As the healthcare industry shifts toward value-based care models, quality measures like this one become essential. Accountable Care Organizations (ACOs) and health systems are increasingly evaluated on their ability to manage chronic populations. By providing a standardized benchmark, this measure allows systems to track their progress, identify clinics that are underperforming in obesity recognition, and allocate resources toward quality improvement.
Furthermore, the Endocrine Society views this measure as a cornerstone of its broader advocacy strategy. By standardizing how obesity is recorded, the Society can better argue for equitable access to care. If data shows that certain populations are less likely to receive a formal diagnosis despite meeting the criteria, it provides the evidence needed to address systemic biases and advocate for policy changes at the state and federal levels.
Broader Impact and Future Outlook
The introduction of this validated process measure is a critical first step in a multi-year strategy by the Endocrine Society to modernize obesity care. It aligns with the Society’s forthcoming updates to clinical practice guidelines on pharmacological management and pediatric obesity, both of which emphasize the necessity of early recognition.

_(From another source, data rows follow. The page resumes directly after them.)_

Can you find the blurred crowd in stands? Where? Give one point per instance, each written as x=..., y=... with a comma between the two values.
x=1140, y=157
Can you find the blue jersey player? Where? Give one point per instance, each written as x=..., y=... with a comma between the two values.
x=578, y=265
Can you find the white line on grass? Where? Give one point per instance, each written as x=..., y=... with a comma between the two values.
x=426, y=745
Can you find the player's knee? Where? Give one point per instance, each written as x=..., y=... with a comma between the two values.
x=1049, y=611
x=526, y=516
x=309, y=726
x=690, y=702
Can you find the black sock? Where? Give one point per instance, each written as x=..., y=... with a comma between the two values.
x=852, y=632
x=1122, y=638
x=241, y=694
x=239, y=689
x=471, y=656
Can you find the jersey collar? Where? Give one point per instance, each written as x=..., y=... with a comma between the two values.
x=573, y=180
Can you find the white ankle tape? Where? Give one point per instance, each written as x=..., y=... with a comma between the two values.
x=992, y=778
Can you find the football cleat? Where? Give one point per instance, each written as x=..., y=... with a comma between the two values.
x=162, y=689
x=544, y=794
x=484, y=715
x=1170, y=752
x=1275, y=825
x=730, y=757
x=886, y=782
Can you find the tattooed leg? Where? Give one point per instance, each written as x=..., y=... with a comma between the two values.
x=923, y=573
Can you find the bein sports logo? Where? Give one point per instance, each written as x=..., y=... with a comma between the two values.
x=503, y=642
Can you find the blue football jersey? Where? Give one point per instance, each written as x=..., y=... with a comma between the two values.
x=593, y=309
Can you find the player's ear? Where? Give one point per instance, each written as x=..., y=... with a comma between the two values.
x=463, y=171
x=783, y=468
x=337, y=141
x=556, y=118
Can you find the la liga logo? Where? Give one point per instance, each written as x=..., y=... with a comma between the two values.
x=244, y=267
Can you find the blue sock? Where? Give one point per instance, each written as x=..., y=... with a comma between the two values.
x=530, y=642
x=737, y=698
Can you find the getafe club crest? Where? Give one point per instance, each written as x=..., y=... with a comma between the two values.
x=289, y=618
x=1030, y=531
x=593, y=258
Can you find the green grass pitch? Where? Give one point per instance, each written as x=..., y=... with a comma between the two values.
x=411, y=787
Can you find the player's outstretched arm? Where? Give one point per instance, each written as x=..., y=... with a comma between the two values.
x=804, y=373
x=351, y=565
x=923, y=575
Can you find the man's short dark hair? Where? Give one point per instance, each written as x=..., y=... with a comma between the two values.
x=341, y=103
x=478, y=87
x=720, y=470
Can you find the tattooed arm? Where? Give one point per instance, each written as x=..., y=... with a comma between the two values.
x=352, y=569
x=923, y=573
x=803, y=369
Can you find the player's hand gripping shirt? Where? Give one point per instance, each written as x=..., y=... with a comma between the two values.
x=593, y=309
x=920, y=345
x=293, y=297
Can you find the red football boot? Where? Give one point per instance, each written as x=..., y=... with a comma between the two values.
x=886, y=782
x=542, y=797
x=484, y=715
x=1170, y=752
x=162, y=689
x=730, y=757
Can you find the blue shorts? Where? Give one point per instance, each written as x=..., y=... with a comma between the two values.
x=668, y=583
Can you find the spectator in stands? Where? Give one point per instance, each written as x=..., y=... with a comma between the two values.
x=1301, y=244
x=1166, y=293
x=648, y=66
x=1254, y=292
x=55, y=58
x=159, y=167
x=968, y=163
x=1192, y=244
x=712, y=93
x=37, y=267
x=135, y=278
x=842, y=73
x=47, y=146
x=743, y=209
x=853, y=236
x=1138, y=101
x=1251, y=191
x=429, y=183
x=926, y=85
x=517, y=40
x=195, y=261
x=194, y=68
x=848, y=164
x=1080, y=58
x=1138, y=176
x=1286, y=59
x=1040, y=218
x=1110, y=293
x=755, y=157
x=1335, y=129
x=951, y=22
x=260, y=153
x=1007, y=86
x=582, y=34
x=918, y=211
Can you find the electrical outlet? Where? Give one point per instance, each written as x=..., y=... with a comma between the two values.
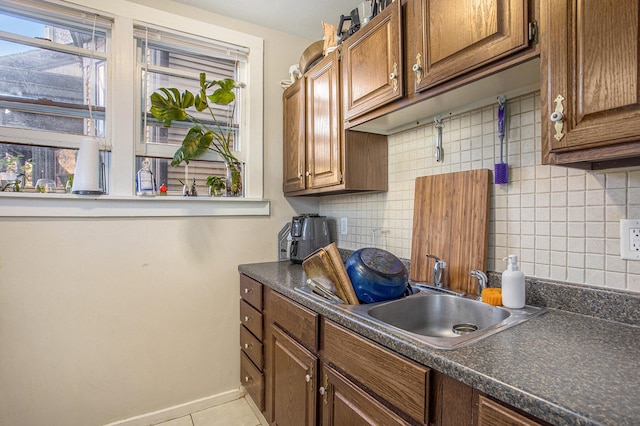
x=343, y=226
x=630, y=239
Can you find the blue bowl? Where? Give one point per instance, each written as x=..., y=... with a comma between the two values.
x=376, y=275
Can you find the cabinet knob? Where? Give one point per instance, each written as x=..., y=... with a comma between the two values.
x=557, y=117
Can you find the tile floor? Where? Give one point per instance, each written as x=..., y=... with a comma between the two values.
x=234, y=413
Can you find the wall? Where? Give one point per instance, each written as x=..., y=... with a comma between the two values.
x=562, y=223
x=105, y=319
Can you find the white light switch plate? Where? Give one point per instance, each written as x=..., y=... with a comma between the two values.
x=630, y=239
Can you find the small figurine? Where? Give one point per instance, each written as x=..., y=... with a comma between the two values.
x=194, y=191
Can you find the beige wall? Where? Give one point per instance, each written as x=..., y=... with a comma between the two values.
x=105, y=319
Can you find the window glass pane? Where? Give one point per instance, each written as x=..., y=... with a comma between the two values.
x=28, y=164
x=164, y=60
x=175, y=177
x=46, y=89
x=48, y=29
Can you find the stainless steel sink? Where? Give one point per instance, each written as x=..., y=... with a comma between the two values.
x=441, y=320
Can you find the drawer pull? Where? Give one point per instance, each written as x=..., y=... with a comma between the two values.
x=557, y=117
x=393, y=76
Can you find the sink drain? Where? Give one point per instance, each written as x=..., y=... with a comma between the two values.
x=464, y=328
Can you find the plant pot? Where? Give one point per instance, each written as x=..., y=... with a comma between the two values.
x=235, y=179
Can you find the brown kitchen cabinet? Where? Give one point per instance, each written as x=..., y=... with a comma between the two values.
x=294, y=162
x=317, y=372
x=372, y=72
x=251, y=335
x=291, y=363
x=590, y=76
x=344, y=403
x=450, y=38
x=319, y=156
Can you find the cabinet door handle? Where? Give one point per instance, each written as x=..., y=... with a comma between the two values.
x=393, y=76
x=557, y=117
x=417, y=68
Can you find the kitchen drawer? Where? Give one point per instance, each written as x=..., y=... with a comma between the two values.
x=251, y=291
x=251, y=318
x=400, y=382
x=298, y=321
x=252, y=380
x=251, y=346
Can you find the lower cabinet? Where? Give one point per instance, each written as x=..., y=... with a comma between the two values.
x=293, y=383
x=344, y=403
x=317, y=372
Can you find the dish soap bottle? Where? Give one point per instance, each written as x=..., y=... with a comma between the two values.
x=513, y=294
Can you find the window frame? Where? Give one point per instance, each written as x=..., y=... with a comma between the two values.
x=123, y=125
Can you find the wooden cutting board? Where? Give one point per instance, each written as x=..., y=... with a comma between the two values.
x=451, y=222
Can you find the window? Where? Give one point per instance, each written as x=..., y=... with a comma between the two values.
x=169, y=60
x=53, y=67
x=58, y=87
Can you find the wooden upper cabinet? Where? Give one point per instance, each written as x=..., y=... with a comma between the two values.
x=591, y=81
x=324, y=161
x=454, y=37
x=372, y=63
x=293, y=100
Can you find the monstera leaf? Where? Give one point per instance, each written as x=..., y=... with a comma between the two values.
x=172, y=107
x=169, y=104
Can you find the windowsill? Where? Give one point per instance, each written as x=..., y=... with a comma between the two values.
x=68, y=205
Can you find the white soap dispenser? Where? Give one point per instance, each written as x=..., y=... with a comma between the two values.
x=513, y=293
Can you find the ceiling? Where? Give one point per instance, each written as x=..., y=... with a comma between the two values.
x=300, y=18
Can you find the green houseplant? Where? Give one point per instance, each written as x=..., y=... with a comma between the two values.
x=168, y=105
x=216, y=184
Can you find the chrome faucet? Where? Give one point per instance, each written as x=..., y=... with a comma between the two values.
x=482, y=280
x=438, y=268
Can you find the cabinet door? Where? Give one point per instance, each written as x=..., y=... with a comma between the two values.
x=293, y=381
x=324, y=161
x=344, y=403
x=293, y=100
x=372, y=64
x=457, y=36
x=591, y=76
x=492, y=413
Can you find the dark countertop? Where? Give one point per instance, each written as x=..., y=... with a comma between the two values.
x=562, y=367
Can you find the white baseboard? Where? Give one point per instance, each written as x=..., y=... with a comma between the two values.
x=255, y=409
x=181, y=410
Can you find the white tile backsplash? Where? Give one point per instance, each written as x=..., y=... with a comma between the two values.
x=563, y=223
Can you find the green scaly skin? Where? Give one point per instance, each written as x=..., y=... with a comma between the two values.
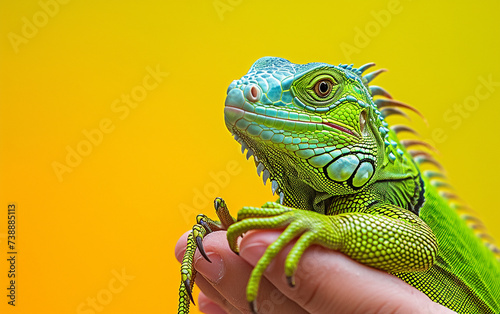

The long-term goal is to transform the EHR from a passive repository of data into an active tool for disease management. When a system automatically flags a missing diagnosis, it reduces the cognitive load on the physician and ensures that obesity does not "fall through the cracks" during a busy shift.
Moreover, the formal documentation of obesity is a powerful tool against weight stigma. When a provider records obesity as a medical diagnosis in the problem list, it frames the condition as a biological reality rather than a moral or behavioral failure. This shift in framing is essential for fostering a collaborative environment where patients feel supported rather than judged.
As Maureen Corrigan, Director of Evidence-Based Clinical Practice at the Endocrine Society, highlighted, the focus is on translating research into actionable endocrine care. The new measure provides the medical community with a practical, scalable, and evidence-based tool to ensure that the millions of Americans living with obesity receive the recognition and treatment they deserve. By closing the documentation gap, the healthcare system moves one step closer to treating the obesity epidemic with the urgency and precision it demands.